Description: Kris is a long time writer who has been in the writing and publishing business for years. She has made the transition from being traditionally published to indie publishing, and blogs about the business of being a writer. For the last five years, she posted “The Business Rusch” blog posts every Thursday, and I anxiously awaited them. Sadly, she has stopped doing her Thursday posts, but they are all archived for you to read.

My favorite posts: Some of my favorite posts are the “Dealbreakers” posts, which outline some of the horrible contract terms that traditional publishers have started exploiting authors with. I was shocked to learn that some publishers include a “non-compete” clause, meaning that if I were to sign a contract for a book, I would be unable to write anything else anywhere else, even on my own blog, if the publisher considered it to be competing with the book I’d sold to them.
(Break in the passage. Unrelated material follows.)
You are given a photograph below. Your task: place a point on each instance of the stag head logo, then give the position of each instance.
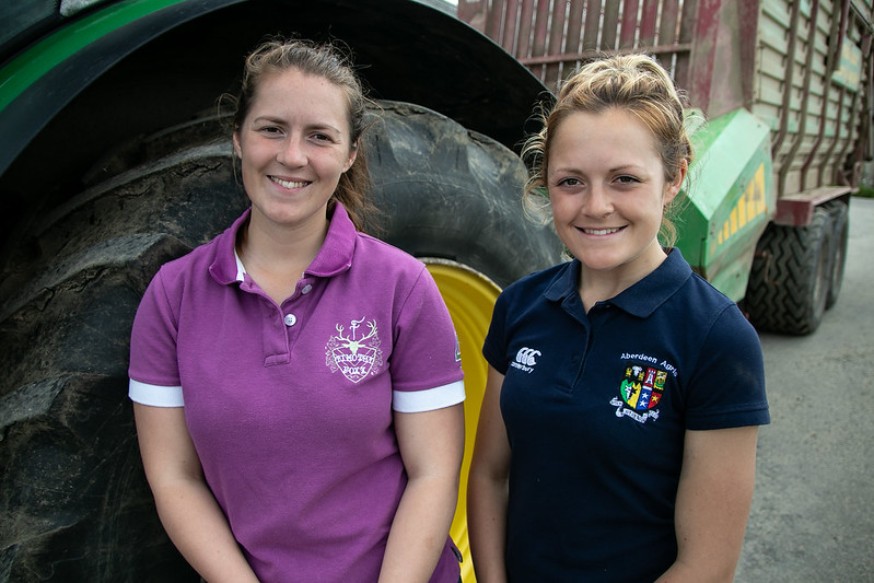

I also learned about reversion clauses, meaning that at some point the rights to a book should revert to an author, and not stay with the publisher forever.

My takeaway: Learn about copyright and don’t sign your rights away forever in a publishing contract! The best thing you can do to get your work discovered is to have more of your work available: i.e. keep writing above all else. Don’t waste time on “marketing” if it cuts too much into your writing time.

 

Dean Wesley Smith’s blog

Description: Dean is another longtime writer with experience in the publishing world who offers his experience to us. He is also Kristine Kathryn Rusch’s husband, so that’s how I found his blog too.

My favorite posts: Killing the Sacred Cows of Publishing. My favorite post this series is Myth #8: You Can’t Make a Living With Your Fiction. Also Myth #3: Rewriting.

My takeaway: Keep writing!

Actually, those two blogs are probably my most favorite and longest-read. I don’t even remember how I originally discovered them. Here are two more that I’ve recently begun following. I had seen them linked to and mentioned enough times by people who I follow on Twitter that I finally added the blogs to my reader.

 

A Newbie’s Guide to Publishing by Joe Konrath

The Passive Voice 

Not as much to say about those except that they offer lots of information about indie publishing. I’m still browsing through archived blog entries and following new ones as they come up.

So, after sharing all of that, I’ll just add that my current goal is to write as much as possible and to publish it steadily. Stories published on this blog are part of that goal, as well as my novel that I released early this month. You have to start somewhere, right? Even though the novel is a big accomplishment and I am proud, I am only looking at it as the beginning of a much larger and longer goal. So if anyone’s been wondering why I’m not doing a lot of pushy marketing stuff with it, you can read the blogs above and learn why. Writing more things so people can discover my work through them is going to be the best use of my time right now. Plus I don’t like pushy marketing things anyway.

And here is a picture of a cat. I was sitting cross-legged in bed on my iPad, and just as I was about to switch to the laptop to start writing, the cat came and curled up. He doesn’t always like to cuddle, so it was especially important that I not disturb him.